This is useful to illustrate the improvements of a PR.
```shell
# On main
cargo benchmark --save-baseline=main
# After applying your changes
cargo benchmark --save-baseline=pr
critcmp main pr
```
You must install [`critcmp`](https://github.com/BurntSushi/critcmp) for the comparison.
```bash
cargo install critcmp
```
## Tips
- Use `cargo benchmark <filter>` to only run specific benchmarks. For example: `cargo benchmark linter/pydantic`
to only run the pydantic tests.
- Use `cargo benchmark --quiet` for a more cleaned up output (without statistical relevance)

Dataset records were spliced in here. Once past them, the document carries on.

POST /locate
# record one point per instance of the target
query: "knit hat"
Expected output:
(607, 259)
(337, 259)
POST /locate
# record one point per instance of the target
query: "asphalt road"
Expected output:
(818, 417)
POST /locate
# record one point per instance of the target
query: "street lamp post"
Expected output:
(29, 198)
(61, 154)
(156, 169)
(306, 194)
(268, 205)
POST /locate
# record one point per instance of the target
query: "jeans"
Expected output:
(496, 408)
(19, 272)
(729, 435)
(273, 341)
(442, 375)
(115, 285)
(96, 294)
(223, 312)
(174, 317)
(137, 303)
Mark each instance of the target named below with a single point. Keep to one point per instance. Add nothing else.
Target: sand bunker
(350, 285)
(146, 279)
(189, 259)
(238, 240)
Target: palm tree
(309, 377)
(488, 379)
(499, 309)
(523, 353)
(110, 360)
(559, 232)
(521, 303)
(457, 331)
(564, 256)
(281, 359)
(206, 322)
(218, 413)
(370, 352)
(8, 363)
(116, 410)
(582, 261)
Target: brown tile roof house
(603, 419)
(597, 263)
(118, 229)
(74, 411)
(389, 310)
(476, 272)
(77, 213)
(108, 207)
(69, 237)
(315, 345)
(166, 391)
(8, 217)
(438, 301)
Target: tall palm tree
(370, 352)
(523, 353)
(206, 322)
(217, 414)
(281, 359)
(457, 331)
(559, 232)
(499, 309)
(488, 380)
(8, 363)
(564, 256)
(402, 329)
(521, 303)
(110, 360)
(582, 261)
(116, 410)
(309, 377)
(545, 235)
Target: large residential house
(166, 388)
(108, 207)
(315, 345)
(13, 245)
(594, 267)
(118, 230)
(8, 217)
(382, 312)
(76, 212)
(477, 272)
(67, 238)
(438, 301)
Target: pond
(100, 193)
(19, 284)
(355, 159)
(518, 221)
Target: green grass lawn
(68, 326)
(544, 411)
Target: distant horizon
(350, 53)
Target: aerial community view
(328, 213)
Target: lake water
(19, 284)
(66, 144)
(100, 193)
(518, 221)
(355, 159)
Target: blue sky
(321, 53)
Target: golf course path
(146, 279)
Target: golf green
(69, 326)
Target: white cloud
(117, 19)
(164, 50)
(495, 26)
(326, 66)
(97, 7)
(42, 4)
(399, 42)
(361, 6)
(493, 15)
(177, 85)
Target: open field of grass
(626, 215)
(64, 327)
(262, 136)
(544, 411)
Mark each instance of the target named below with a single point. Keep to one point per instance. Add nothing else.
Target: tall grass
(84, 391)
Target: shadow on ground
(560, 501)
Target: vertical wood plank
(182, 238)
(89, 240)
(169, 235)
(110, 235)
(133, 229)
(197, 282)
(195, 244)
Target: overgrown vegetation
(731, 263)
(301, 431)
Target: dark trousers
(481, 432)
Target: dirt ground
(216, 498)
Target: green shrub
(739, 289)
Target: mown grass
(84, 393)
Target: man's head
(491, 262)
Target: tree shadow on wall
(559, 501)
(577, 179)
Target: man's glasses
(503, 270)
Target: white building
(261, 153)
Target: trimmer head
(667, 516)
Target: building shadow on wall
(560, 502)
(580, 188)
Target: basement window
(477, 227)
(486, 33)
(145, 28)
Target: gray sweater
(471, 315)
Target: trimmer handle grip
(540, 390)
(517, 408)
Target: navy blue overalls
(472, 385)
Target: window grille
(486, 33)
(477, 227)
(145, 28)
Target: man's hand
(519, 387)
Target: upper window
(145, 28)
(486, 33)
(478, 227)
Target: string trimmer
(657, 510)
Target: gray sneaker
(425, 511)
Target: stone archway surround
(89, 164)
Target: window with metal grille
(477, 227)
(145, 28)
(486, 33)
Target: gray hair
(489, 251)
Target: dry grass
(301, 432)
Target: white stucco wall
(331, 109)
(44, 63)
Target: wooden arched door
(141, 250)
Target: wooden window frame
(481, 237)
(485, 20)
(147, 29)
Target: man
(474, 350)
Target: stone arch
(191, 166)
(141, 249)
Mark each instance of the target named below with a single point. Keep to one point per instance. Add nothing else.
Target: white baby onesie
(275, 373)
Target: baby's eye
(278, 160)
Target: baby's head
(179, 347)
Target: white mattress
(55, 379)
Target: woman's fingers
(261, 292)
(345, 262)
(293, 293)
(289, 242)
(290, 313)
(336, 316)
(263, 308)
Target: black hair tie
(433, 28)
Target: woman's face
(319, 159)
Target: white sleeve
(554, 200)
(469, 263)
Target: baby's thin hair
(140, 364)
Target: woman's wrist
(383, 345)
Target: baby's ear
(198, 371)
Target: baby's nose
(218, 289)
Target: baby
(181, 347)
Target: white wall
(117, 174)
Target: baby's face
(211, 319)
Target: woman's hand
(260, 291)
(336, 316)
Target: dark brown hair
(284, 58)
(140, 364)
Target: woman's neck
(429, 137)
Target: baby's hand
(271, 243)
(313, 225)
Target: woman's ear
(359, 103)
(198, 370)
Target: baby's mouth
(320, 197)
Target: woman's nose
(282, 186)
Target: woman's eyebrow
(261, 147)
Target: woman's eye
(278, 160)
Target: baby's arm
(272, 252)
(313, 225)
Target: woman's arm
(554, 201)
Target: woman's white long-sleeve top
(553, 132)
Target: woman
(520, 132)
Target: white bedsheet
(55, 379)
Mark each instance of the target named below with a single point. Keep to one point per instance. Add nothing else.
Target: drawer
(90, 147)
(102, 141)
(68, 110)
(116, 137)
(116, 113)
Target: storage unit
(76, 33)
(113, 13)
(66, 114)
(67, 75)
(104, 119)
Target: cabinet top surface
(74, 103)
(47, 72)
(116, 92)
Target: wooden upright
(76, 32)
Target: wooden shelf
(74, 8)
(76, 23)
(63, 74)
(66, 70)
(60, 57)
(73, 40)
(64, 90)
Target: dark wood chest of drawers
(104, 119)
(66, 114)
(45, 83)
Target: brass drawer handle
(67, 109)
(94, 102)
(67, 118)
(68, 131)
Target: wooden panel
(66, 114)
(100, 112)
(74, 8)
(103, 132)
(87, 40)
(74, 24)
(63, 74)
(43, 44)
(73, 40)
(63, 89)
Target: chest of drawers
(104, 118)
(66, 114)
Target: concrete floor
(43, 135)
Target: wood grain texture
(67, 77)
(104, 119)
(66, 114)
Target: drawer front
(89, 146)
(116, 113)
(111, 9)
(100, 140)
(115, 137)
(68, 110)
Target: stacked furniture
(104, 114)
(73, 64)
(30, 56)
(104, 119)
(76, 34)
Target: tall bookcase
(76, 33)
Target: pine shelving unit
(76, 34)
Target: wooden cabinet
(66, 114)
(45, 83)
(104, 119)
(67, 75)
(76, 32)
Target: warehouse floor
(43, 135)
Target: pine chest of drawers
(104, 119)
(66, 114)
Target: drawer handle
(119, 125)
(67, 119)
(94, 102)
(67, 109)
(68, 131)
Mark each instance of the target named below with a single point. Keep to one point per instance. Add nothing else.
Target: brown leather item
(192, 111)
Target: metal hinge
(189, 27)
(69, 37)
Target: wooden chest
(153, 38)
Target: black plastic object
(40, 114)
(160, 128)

- Use `cargo benchmark --quick` to get faster results (more prone to noise)
## Profiling
### Linux
Install `perf` and build `ruff_benchmark` with the `release-debug` profile and then run it with perf
```shell
cargo bench -p ruff_benchmark --no-run --profile=release-debug && perf record -g -F 9999 cargo bench -p ruff_benchmark --profile=release-debug -- --profile-time=1
```
Then convert the recorded profile
```shell
perf script -F +pid > /tmp/test.perf
```
You can now view the converted file with [firefox profiler](https://profiler.firefox.com/)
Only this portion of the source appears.